In the first year of the relationship, BMI achieved numerous benefits from the outsourcing arrangement in addition to solving its software and talent recruitment challenges. A few of these benefits are:

  • Significant cost savings from day one
  • Moving from a fixed-cost model to a variable-cost model (per transaction), facilitating budget planning
  • Achieving a lower service cost for transactions involving electronic tickets than paper tickets (and the industry is moving more toward e-tickets)
  • Increased revenue by maximizing billings to other airlines through automation of interline accounting processes
  • Kale’s partnership with IATA provides BMI with early warning of upcoming industry changes that need to be implemented in systems
  • Disaster-recovery services–including a third site where Kale can transfer the work should anything happen to the facilities in the first two sites. In a step that demonstrates the cooperation and trust in this relationship, Kale also has made its software available to BMI on a server in the UK. This assures that if a disaster occurs or anything happens to Kale on a corporate level such that BMI would not be able to process credit-card sales, for example, BMI could perform the work on an emergency basis in house to protect cash flow.

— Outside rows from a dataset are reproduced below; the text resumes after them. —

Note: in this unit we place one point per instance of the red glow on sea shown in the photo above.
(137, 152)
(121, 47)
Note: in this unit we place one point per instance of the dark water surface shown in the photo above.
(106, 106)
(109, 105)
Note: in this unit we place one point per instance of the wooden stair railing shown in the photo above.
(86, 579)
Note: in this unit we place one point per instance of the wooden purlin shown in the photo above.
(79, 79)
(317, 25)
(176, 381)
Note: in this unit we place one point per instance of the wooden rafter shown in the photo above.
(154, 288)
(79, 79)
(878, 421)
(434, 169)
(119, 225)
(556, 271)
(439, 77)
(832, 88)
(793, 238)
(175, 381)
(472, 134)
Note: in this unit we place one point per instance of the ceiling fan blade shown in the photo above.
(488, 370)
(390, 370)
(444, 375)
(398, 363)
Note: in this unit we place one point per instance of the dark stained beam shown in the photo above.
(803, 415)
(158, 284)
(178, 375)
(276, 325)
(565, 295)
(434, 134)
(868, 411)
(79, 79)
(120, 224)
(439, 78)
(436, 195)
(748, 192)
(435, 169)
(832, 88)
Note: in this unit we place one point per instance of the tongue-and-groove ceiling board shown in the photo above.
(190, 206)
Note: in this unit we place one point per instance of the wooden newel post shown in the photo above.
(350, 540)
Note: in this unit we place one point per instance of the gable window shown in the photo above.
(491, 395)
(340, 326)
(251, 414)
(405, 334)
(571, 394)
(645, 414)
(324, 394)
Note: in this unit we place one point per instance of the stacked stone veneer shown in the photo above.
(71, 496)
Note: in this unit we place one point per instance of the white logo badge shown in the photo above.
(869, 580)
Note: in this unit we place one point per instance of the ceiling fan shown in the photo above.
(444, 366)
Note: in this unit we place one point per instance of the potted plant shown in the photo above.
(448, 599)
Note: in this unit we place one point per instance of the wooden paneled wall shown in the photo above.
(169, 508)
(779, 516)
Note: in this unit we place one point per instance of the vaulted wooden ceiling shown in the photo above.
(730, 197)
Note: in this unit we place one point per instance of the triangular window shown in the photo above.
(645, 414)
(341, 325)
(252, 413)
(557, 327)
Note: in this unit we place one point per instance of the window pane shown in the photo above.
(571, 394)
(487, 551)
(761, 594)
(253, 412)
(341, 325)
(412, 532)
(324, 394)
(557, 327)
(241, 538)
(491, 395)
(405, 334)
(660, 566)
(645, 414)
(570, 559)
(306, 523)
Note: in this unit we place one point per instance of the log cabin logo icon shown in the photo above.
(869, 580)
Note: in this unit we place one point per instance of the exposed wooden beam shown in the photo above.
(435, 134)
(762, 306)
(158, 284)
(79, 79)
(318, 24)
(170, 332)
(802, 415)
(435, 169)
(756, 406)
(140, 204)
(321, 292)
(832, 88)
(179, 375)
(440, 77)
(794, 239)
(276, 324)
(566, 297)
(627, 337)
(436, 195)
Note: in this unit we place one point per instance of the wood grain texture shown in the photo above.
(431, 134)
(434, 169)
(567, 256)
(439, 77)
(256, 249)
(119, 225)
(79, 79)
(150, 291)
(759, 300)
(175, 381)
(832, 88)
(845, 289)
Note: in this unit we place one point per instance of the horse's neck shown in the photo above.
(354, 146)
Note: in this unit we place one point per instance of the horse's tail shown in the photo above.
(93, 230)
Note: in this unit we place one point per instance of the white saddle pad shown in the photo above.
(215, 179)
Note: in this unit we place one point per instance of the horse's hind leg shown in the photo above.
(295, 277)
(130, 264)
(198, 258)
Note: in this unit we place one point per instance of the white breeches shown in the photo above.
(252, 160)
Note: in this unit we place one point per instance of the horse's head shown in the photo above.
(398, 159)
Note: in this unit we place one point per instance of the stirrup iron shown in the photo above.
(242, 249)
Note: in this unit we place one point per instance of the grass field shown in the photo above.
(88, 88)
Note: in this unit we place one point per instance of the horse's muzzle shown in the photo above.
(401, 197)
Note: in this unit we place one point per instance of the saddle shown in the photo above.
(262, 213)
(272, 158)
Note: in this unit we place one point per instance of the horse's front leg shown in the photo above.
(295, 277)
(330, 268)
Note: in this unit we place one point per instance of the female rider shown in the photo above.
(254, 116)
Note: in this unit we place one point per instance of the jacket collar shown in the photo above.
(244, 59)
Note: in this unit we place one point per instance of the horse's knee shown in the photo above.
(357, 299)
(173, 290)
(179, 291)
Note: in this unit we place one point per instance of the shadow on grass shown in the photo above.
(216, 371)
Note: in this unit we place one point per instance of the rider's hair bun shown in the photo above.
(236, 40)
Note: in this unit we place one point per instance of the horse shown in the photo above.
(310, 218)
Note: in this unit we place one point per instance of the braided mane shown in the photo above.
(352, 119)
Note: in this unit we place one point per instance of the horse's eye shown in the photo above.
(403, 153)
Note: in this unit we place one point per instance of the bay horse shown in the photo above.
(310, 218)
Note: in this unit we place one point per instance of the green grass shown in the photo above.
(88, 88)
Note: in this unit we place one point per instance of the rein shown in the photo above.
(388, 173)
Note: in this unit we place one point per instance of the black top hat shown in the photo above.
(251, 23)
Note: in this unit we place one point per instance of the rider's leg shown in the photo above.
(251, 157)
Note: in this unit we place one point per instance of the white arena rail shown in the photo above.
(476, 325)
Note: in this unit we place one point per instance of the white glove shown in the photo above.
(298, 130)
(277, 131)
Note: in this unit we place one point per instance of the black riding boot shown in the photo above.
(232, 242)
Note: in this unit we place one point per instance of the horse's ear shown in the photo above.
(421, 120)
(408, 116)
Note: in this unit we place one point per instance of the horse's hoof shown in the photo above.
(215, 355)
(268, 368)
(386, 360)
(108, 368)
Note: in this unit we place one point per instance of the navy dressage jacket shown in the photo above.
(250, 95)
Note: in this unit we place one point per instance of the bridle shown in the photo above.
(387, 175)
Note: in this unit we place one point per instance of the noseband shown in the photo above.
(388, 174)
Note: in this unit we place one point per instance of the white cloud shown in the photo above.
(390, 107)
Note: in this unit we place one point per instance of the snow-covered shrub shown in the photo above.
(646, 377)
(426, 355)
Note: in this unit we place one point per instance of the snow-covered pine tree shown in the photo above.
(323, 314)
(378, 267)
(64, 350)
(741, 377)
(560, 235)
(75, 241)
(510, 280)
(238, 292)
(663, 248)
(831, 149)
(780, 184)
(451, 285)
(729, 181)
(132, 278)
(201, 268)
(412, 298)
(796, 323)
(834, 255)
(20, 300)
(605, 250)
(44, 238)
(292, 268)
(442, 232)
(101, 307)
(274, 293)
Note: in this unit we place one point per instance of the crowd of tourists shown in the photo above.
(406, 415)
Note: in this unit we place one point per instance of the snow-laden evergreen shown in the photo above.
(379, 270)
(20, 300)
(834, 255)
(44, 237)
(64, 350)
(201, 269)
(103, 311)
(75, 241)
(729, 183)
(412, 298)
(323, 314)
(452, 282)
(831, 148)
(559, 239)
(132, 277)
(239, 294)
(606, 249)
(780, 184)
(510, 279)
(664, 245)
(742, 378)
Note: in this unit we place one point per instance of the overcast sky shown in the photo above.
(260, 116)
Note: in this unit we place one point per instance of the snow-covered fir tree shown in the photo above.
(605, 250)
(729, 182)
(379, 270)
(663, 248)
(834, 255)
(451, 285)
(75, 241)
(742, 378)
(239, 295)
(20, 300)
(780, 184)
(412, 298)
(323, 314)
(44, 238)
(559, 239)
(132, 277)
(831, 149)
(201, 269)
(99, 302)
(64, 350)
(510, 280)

Improved cash flow from faster service is also a major benefit of the outsourcing arrangement. In addition, the core system now provides BMI with access to more detailed information, which allows the airline to more precisely identify income rather than making estimates.

According to Rose, BMI is re-investing the savings from outsourcing in new aircraft and in competitive initiatives. In addition, BMI recently acquired BMED, a Heathrow-based airline operating mid-haul routes and is considering commencing services to the United States from Heathrow in 2008 following deregulation. It’s an airline on the move!

Lessons from Outsourcing Journal:

  • Outsourcing is an ideal solution for a highly special process, such as airline revenue accounting, that requires a pool of talent that may not be available where the business is located.
  • For a mission-critical business process, such as airline revenue accounting, it is extremely important to select a service provider that will seek to ensure the parties understand each other, focus on the buyer’s needs and priorities, and collaborate on solutions on an ongoing basis.
  • It is important to make sure both parties clearly understand how their own roles and responsibilities impact each other.
  • A best practice that facilitates growing a successful relationship is for the buyer to conduct expectation-setting presentations with its board, executives, and end users to ensure they will be willing to see that any issues that may arise can be worked through, rather than immediately blaming the provider.
  • A significant key to success in an outsourcing relationship is establishing up front the commitment and support from both companies’ top executives to not only provide the necessary resources on an ongoing basis but also to concentrate on building a very strong relationship.